Savor that flash of tenderness: It’s rare in Wagner’s 600-page, Inferno-inflected, fallen-star tour of the Hollywood Hells. His other agonists are papsmearazzo Jerzy’s estranged mother, Jacquie Crelle-Vomes, a formerly successful avant-garde photographer turned Sears Portrait Studio tech; Jacquie’s pregnant, nauseatingly fame-crazed daughter Jerrilynn, who goes by “Reeyonna”; Jerrilynn’s baby daddy, Rikki, porn-guzzling foster son of a straitlaced engineer and his emotionally fragile wife; and Tom-Tom, Jerzy’s roommate, a disgraced (to whatever extent that’s possible) American Idol contestant, who preys sexually, emotionally, and financially on everyone in her orbit. Then there are Telma’s mother-cum-“momager” Gwen and the aging, struggling screenwriter Bud Wiggins (reprising his role from Wagner’s debut, Force Majeure), both of whom are more sinned against than sinning, at least as far as Wagner’s characters go.

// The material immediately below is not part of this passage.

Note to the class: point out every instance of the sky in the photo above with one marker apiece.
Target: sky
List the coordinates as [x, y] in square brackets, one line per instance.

It would be a stretch to say these people act out a plot. What they do is want things and signally fail to get them. Nearly every thread in Stars ends in a thwarting, either tragic or redemptive. Jerrilynn, who wants to move out of her mother’s house, convinces herself that a trust exists in her name, seeded with funds from the borderline pornographic photos her mother took of her as a child. The revelation that Jacqui is, in fact, dead broke yields an apocalyptic temper tantrum, not to mention a devastating comment on the selectivity of moral outrage. Telma is preempted at a cancer benefit by a younger, more innocent hervivor. Tom-Tom hopes to manage Rikki to stardom, fails right out of the gate, and dreams up a way to exploit him instead.
What Jerzy wants can’t be put into words, though not for lack of trying. Wagner serves up page after page of Jerzy’s tweaked-out delusions, a virtuoso performance that is nevertheless hard to sit through. Most painful is the brief encounter between Jacqui and her son, whose mask of lucidity peels away just as they’re about to part. In its squalid way, the scene is as heartbreaking as the Pietà.
One may well ask: Why read it? That’s a perfectly sane question. It contains ugliness and horror on a scale that leaves even the most jaded reader gaping. Taken one way, the book is a sustained assault on human dignity. But that’s precisely the wrong way to take it, just as it would be missing the point to call Dead Stars Hollywood satire or even, come to that, satire. Wagner’s characters are, as his title suggests, burnouts, human cinders. They seek happiness in all the wrong places, dreaming of gilded cages and luxury Malebolge. Yet Wagner’s take on these lost souls is, ultimately, anything but punitive. His project is an old one, a simple one: to draw our gaze to the most repulsive, the lowest of the low, and to say—even these, hard as it may be to stomach, are your brothers and sisters.